Think back to your senior year in high school. Do you remember that feeling of euphoria and spirit? Do you remember feeling an intense connection to you school and your classmates? I do. My senior year of high school was the best year of my life! It amazed me how everyone in the class came together, and we had a great time. Although I loved every minute of that year, I was sure that college would be even better. I dreamed of going to a University that I would be loyal to forever. I wanted the kind of connection that makes parents hope their kids will go to the old alma mater. University of Rochester seemed to be that place, or so I thought.

As a graduating senior, I feel a great sadness for this University. Yes, I feel that my college education has been outstanding, but that is not all there is to college. I know that students here do have a good time, but there is no unifying UR experience. It is the quirky traditions that create an instant bond between alumni of the same school. Everybody at Northeastern University recalls rubbing the husky’s nose hoping for good luck on exams. Students from St. Boneventure share stories of the haunted 5th floor in one of the dorms, or following the basketball team’s run in the playoffs. At University of Michigan students run through the campus streets wearing only backpacks! before graduation. At Harvard alums remember having to climb through the window of the library to move between the old and new sections. I’m not saying that UR students should start streaking or ghost hunting, but these traditions and the stories behind them, create a sense of belonging to something greater than yourself.

The University is 150 years old. With all of the events and turmoil that UR has seen, there must be stories of craziness and acomplishment. Those stories and traditions bring people together. At UR there is little interest in following and supporting our sports teams, or participating in events that will foster school spirit.

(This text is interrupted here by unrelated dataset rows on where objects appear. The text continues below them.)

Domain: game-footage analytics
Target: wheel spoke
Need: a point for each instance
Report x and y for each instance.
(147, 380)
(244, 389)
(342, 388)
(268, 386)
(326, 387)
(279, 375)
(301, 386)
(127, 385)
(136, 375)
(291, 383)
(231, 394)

It saddens me to see students that are so intent on getting perfect grades that they forget to live a little along the way. So, my advice to both the students and the administration, get involved in making connections: student to student, administrator to student, student to University, and past to present. Those of you who will be back next year, take the time to look around this beautiful campus and remember the students that came before you(way before you!) and those that will come after you (long after you!), and take a moment to feel that you are a part of a great institution. Then, go back to your dorm room or your apartment or where ever and think of a way to make it better.